“All right. I’ll send one of the boys right away.”

“How did y’u leave ’Frisco, ma’am?” asked Mac, by way of including himself easily.

“He’s resting quietly. Unless blood-poisoning sets in they ought all to do well.”

“It’s right lucky for them y’u happened along. This is the hawss corral, ma’am,” explained the young man just as Morgan opened his thin lips to tell her.
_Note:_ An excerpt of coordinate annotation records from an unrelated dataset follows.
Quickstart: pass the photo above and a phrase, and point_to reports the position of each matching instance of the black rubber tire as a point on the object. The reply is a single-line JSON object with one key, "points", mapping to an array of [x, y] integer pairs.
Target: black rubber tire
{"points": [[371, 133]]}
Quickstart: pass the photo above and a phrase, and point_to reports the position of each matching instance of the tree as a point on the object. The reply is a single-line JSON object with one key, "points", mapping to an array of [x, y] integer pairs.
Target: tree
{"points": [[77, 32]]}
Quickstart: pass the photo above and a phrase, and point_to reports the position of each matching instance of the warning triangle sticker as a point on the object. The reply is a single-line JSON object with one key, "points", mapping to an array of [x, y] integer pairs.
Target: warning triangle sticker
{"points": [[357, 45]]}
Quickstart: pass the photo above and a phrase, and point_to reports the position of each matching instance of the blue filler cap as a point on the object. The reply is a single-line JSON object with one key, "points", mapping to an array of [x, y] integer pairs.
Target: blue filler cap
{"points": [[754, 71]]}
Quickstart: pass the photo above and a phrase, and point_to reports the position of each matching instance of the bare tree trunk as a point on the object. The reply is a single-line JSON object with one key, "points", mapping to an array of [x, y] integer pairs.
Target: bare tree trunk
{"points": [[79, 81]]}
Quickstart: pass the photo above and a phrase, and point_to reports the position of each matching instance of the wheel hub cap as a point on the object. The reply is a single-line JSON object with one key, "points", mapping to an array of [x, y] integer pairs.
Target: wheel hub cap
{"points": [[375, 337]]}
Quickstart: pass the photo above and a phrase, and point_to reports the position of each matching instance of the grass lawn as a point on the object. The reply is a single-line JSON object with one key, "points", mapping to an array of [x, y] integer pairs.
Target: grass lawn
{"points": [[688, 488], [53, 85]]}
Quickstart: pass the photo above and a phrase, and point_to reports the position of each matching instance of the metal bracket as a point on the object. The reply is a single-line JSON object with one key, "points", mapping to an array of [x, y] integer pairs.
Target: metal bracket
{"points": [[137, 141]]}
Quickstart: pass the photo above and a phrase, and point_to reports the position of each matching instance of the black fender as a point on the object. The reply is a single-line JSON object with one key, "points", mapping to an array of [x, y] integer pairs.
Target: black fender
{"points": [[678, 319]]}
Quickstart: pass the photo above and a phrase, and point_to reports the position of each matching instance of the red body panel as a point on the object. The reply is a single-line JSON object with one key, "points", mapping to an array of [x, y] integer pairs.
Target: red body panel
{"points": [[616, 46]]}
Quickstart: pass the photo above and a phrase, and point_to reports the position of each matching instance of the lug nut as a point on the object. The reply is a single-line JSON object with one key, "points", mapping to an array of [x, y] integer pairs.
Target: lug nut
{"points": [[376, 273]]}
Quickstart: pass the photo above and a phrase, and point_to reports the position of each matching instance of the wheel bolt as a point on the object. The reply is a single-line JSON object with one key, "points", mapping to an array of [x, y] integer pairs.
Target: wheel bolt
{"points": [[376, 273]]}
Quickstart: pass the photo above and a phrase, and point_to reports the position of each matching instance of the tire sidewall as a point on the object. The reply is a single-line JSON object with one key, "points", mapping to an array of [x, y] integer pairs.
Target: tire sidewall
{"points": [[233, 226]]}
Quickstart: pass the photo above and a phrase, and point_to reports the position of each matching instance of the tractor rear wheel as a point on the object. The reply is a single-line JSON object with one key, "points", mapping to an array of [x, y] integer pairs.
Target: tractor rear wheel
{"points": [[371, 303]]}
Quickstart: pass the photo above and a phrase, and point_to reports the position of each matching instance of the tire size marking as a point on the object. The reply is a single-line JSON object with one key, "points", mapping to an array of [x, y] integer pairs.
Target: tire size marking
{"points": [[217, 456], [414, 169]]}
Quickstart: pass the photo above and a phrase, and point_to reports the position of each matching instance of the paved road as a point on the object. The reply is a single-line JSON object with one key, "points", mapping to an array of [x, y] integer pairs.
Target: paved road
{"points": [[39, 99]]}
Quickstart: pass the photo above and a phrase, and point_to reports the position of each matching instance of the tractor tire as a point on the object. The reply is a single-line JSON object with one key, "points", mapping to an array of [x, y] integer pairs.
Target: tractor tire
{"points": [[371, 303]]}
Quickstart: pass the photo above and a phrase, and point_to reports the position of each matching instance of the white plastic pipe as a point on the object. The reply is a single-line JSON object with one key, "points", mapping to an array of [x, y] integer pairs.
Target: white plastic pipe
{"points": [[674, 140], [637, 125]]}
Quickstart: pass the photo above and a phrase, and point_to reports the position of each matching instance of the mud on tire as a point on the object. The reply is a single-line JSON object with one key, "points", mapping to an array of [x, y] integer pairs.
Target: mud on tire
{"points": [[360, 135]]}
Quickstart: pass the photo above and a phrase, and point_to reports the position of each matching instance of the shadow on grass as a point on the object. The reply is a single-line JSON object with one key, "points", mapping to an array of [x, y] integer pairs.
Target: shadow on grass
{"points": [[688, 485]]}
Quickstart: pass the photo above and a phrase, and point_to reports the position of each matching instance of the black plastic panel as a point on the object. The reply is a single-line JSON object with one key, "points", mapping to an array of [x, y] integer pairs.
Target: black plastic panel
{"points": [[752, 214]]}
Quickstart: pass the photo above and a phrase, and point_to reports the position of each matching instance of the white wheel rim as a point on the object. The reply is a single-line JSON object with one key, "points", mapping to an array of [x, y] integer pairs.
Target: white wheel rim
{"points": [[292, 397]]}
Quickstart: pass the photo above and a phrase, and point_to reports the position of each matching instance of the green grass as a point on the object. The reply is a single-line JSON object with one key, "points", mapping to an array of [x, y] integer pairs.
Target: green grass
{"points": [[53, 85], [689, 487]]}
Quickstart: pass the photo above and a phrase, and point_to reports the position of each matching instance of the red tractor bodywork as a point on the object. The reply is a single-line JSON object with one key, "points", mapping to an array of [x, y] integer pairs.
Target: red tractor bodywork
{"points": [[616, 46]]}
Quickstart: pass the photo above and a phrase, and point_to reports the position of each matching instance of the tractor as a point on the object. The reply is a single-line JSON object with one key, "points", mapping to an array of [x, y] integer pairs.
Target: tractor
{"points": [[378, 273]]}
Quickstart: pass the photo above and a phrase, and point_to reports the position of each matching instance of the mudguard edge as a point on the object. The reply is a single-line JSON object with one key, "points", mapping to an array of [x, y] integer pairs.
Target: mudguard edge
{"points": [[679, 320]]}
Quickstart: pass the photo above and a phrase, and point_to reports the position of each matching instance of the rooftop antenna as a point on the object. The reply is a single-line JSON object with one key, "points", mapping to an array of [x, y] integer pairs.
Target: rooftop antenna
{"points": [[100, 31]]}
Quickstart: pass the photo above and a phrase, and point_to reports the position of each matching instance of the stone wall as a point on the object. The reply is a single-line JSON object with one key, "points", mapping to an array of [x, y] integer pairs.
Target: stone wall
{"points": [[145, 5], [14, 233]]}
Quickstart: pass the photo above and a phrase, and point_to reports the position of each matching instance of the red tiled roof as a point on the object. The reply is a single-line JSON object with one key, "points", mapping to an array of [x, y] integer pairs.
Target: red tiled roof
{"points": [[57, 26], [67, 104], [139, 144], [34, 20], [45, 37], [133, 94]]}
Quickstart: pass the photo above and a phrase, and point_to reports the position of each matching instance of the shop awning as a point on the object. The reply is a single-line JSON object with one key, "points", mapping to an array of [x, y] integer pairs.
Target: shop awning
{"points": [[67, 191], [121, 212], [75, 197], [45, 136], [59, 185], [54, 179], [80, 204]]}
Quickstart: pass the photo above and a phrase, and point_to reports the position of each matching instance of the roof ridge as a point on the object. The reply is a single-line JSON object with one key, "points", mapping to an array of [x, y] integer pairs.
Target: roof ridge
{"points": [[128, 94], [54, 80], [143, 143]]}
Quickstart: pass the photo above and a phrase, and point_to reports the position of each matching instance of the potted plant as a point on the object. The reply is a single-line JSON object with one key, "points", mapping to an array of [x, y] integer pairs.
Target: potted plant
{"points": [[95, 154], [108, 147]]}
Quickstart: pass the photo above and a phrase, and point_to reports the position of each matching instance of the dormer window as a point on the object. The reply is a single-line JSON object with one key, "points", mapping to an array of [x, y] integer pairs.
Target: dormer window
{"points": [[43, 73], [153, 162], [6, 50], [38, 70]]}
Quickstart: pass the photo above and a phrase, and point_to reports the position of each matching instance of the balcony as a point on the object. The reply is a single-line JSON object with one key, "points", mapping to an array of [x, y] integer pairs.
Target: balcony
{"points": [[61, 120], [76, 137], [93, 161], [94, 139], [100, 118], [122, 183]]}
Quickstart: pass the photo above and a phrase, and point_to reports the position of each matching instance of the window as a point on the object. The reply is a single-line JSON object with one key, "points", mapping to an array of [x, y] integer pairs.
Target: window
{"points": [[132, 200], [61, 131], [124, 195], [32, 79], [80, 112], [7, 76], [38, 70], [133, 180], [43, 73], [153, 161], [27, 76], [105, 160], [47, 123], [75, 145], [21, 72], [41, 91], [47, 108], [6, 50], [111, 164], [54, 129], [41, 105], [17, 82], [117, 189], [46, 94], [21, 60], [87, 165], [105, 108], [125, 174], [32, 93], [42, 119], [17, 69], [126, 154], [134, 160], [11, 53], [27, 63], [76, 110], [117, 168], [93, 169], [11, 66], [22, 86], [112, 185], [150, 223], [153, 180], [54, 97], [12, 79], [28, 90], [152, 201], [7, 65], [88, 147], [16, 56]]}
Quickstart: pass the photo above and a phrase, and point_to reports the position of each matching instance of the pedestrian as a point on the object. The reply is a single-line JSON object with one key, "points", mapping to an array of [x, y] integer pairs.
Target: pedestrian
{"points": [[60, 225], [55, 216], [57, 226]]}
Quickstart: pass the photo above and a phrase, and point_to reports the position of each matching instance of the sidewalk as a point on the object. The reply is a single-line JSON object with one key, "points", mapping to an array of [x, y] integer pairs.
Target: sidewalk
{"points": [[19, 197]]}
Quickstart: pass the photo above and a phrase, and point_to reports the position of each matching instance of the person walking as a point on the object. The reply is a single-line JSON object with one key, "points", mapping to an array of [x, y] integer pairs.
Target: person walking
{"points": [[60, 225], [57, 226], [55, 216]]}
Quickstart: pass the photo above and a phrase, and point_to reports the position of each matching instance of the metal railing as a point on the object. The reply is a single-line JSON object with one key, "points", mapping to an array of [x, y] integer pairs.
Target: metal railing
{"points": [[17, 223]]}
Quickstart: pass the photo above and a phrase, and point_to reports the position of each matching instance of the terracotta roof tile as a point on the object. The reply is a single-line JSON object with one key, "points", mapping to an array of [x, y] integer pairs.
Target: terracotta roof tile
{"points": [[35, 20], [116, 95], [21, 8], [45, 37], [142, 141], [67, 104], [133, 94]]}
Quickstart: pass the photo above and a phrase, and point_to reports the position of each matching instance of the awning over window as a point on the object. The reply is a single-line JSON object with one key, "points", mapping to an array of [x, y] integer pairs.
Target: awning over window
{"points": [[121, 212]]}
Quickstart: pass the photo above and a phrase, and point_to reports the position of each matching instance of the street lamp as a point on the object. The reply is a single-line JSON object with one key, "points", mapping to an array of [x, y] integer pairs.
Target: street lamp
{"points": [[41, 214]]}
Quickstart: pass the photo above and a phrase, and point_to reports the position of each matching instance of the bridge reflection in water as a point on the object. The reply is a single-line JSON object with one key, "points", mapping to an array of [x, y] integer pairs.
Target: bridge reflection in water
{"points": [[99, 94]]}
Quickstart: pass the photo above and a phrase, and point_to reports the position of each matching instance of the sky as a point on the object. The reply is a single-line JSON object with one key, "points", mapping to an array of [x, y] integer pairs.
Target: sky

Judd contrived to get rid of him promptly. “Slap on a saddle, Mac, and run up the remuda so Miss Messiter can see the hawsses for herself,” he ordered.

“Mebbe she’d rather ride down and look at the bunch,” suggested the capable McWilliams.

As it chanced, she did prefer to ride down the pasture and look over the place from on horseback. She was in love with her ranch already. Its spacious distances, the thousands of cattle and the horses, these picturesque retainers who served her even to the shedding of an enemy’s blood; they all struck an answering echo in her gallant young heart that nothing in Kalamazoo had been able to stir. She bubbled over with enthusiasm, the while Morgan covertly sneered and McWilliams warmed to the untamed youth in her.

“What about this man Bannister?” she flung out suddenly, after they had cantered back to the house when the remuda had been inspected.

Her abrupt question brought again the short, tense silence she had become used to expect.

“He runs sheep about twenty or thirty miles southwest of here,” explained McWilliams, in a carefully casual tone.